Over 30 political parties, non-governmental organizations, and women’s organizations, including the European Syriac Union, the Syriac American Association and the Syriac Movement have joined together to form the council.
The council’s headquarters will be in Damascus, while another office is planned to be opened in Ankara.
Ishak, who is also a member of the Syrian National Council (SNC), said the council should not be seen as supporting one side in the Syrian conflict.
“The [Bashar] al-Assad regime is oppressive,” Ishak said. “We have no hesitation about the Muslim Brotherhood’s rule over the region; we are ready to support them. Along with this, we don’t want our council to be understood as a supporter of an opponent or a sided organization.
We will only convey our people’s democratic demands. Even though we support [the opposition], we are not for or against anyone. We will only fight for our people’s future.”
Importance of Istanbul
Declaring the council’s opening in Istanbul had great historic importance for its members, Ishak said. “A part of our people is still living here. Geographically, this is the closest location to Syria and the Anatolian territories where we have lived for thousands of years.”

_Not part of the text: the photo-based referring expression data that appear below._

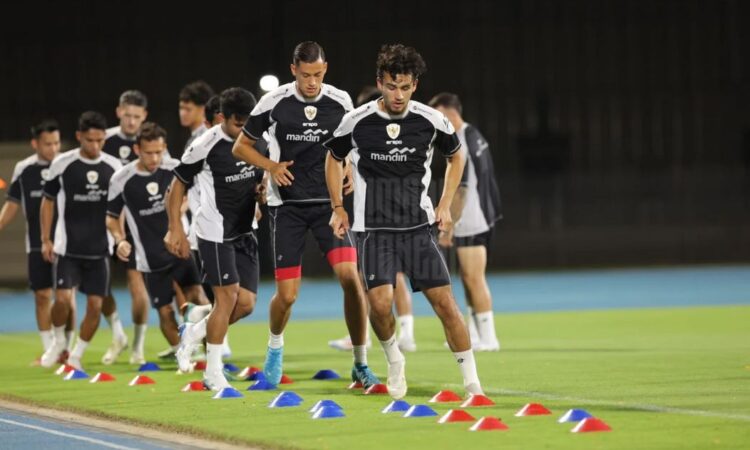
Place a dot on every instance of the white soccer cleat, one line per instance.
(114, 350)
(396, 382)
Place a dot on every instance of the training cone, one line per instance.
(589, 425)
(456, 415)
(76, 375)
(141, 379)
(477, 400)
(488, 424)
(324, 404)
(376, 389)
(420, 411)
(326, 374)
(574, 415)
(261, 385)
(533, 409)
(101, 377)
(285, 399)
(396, 406)
(248, 371)
(149, 367)
(194, 386)
(445, 397)
(228, 392)
(328, 412)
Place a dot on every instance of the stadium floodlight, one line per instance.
(269, 82)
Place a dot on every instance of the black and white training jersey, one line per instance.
(482, 202)
(391, 159)
(296, 128)
(29, 177)
(227, 187)
(119, 145)
(79, 186)
(141, 195)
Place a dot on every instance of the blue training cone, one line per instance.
(228, 392)
(325, 404)
(326, 374)
(76, 375)
(420, 411)
(574, 415)
(285, 399)
(149, 367)
(261, 385)
(396, 406)
(328, 412)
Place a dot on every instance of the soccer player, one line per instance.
(77, 184)
(132, 110)
(297, 117)
(391, 142)
(475, 209)
(139, 189)
(25, 192)
(224, 224)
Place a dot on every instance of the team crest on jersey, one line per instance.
(311, 112)
(393, 130)
(92, 176)
(124, 151)
(152, 188)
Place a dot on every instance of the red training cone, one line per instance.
(533, 409)
(477, 400)
(589, 425)
(488, 424)
(445, 397)
(456, 415)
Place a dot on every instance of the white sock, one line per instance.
(486, 327)
(47, 338)
(275, 340)
(472, 324)
(360, 354)
(118, 332)
(139, 338)
(468, 366)
(392, 352)
(79, 348)
(406, 327)
(213, 358)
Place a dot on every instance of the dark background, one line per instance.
(620, 129)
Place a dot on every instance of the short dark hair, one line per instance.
(198, 92)
(447, 100)
(236, 102)
(399, 59)
(92, 120)
(368, 94)
(134, 98)
(213, 106)
(45, 126)
(150, 131)
(308, 52)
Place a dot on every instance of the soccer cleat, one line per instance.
(52, 355)
(272, 367)
(114, 350)
(137, 358)
(363, 374)
(396, 380)
(215, 381)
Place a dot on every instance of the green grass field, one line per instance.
(661, 378)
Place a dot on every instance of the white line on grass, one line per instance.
(68, 435)
(633, 406)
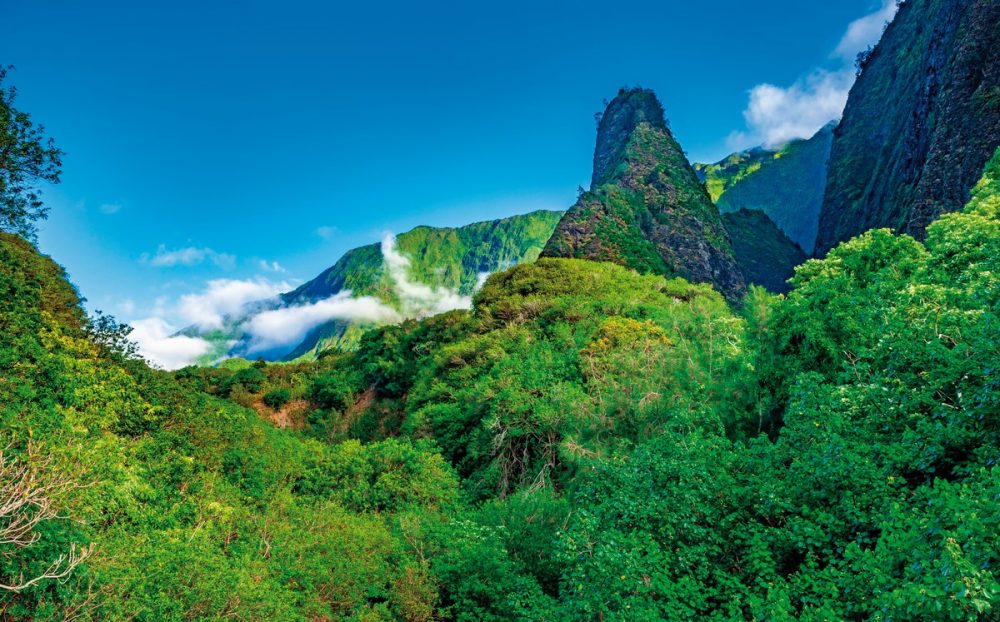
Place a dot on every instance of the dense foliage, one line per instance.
(765, 255)
(587, 443)
(646, 208)
(786, 183)
(922, 120)
(445, 259)
(27, 160)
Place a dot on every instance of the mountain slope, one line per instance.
(766, 256)
(646, 208)
(787, 184)
(442, 262)
(921, 121)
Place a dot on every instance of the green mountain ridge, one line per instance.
(586, 442)
(646, 208)
(787, 184)
(921, 121)
(447, 258)
(765, 255)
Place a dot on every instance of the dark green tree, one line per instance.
(27, 158)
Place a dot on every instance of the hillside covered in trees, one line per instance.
(644, 408)
(586, 442)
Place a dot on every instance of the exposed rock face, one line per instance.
(921, 121)
(766, 256)
(787, 184)
(646, 208)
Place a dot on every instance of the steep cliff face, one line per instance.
(765, 255)
(921, 121)
(787, 184)
(439, 260)
(646, 208)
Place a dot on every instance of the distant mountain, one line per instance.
(432, 269)
(787, 184)
(766, 256)
(646, 208)
(921, 121)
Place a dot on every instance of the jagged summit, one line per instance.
(920, 123)
(626, 111)
(646, 208)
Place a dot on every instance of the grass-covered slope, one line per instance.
(787, 184)
(453, 259)
(181, 505)
(766, 256)
(585, 443)
(646, 208)
(921, 121)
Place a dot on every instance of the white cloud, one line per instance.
(157, 343)
(224, 297)
(126, 306)
(865, 31)
(227, 298)
(417, 299)
(271, 266)
(289, 325)
(187, 256)
(775, 114)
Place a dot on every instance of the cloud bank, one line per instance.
(775, 114)
(188, 256)
(289, 325)
(157, 344)
(222, 300)
(225, 297)
(156, 336)
(417, 299)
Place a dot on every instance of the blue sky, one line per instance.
(255, 142)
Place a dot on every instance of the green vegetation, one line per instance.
(764, 253)
(27, 160)
(455, 259)
(922, 120)
(646, 208)
(586, 443)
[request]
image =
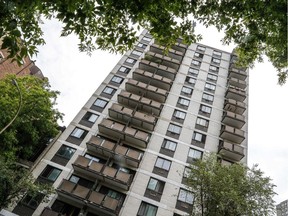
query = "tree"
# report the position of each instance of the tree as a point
(229, 190)
(36, 122)
(257, 27)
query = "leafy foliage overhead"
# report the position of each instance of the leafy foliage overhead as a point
(258, 27)
(230, 190)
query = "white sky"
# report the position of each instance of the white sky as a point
(77, 76)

Asked why the council plans to open an office in Turkey, Ishak said “Turkey is our neighbor, and also an example in terms of democracy, so we want to build good relations [with Turkey].” Although Syriac Christians have had painful experiences with Turkey in the past, they do not want to remain trapped in the past, he said.
Thousands of Christians leaving Homs: Vatican envoy
ANKARA – Anatolia News Agency
Approximately 100,000 Christians in Homs have had to move to different places in Syria due to the ongoing clashes between the Syrian army and opposition militants, according to a senior Vatican diplomat in Damascus.

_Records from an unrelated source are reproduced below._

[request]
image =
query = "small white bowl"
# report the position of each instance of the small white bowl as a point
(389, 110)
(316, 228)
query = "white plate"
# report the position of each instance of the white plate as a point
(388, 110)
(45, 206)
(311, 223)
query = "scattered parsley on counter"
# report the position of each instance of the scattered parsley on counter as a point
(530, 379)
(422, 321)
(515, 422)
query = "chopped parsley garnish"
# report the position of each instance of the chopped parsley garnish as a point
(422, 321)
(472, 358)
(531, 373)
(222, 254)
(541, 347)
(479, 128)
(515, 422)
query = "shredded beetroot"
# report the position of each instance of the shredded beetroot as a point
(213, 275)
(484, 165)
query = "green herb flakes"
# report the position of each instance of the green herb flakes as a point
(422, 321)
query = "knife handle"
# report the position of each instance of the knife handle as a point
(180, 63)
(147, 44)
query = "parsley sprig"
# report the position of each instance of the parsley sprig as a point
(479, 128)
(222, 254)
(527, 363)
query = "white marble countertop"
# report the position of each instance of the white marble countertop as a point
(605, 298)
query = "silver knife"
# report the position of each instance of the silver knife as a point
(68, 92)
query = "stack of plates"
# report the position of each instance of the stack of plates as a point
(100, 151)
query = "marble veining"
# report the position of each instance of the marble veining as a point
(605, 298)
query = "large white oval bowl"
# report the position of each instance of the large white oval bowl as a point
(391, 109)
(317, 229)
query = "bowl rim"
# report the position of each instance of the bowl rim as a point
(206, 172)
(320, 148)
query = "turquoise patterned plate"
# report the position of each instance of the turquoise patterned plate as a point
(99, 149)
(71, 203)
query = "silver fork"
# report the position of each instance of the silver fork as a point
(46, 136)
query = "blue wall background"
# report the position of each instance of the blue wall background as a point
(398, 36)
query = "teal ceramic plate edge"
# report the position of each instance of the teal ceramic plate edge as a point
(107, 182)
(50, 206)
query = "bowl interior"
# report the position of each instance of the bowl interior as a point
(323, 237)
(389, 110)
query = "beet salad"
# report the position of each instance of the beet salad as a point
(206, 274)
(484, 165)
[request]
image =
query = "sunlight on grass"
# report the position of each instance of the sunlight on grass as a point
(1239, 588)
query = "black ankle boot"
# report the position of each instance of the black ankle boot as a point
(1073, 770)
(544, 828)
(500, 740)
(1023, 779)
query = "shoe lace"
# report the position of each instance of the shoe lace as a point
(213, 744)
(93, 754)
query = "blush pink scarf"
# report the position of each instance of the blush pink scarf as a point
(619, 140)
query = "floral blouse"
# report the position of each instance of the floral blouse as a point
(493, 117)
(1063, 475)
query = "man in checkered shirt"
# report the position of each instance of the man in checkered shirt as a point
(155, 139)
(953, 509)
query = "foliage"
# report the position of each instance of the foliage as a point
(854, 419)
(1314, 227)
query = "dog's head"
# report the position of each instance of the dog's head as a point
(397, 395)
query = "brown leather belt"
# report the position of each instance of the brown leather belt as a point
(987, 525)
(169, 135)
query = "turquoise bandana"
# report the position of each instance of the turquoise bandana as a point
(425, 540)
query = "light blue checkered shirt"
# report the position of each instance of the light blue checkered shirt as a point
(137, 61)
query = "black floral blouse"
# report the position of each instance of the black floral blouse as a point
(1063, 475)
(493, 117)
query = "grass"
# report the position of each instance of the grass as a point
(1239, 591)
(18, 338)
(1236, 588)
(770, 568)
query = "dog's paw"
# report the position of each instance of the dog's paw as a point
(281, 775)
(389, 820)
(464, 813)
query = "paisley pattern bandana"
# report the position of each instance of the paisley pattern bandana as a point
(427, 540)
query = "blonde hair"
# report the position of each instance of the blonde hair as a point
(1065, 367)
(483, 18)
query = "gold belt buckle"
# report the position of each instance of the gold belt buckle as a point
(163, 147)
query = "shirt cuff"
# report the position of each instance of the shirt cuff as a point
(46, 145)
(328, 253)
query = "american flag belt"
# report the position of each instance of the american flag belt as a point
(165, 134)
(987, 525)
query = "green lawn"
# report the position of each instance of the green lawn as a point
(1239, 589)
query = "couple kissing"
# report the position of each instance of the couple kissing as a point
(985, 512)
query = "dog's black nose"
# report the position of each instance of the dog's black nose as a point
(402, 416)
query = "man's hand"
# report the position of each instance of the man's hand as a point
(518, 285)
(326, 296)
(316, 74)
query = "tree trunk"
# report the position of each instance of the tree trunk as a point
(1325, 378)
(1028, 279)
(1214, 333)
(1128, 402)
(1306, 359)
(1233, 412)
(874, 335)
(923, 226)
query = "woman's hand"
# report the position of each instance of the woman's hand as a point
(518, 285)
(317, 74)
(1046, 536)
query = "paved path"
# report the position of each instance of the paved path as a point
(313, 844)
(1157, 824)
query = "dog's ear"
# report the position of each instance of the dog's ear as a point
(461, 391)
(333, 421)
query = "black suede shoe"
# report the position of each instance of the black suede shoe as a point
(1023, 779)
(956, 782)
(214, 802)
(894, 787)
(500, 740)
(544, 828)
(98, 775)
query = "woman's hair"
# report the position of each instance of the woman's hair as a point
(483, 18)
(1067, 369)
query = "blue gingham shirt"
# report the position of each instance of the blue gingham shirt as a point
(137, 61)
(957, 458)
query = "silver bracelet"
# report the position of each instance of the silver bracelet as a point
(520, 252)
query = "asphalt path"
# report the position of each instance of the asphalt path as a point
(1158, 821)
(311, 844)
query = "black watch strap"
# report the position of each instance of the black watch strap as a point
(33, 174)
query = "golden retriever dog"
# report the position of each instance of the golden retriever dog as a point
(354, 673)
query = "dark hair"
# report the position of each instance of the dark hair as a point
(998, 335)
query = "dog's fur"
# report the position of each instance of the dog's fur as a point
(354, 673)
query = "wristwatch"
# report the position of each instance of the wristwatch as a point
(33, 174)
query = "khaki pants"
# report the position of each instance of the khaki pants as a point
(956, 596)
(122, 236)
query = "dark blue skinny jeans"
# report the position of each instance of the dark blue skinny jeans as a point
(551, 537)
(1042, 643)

“Up until now, Christians have been suffering from the same consequences of the conflict like all the other citizens. However, a good number of Christians, around 100,000, had to leave Homs. Most of them moved to the Christian Valley [Krak des Chevaliers] and to the Damascus area,” Vatican Ambassador to Syria Nuncio Mario Zenari said yesterday.
Zenari said Christians made up 8 percent of Syria’s population.“It is very difficult to know how many Christians died because of the explosions and shelling,” the ambassador also said. Zenari said the Vatican was doing its utmost to stop the ongoing clashes in the country. Pope Benedict XVI had recently called on international communities to make further effort to stop violence in Syria.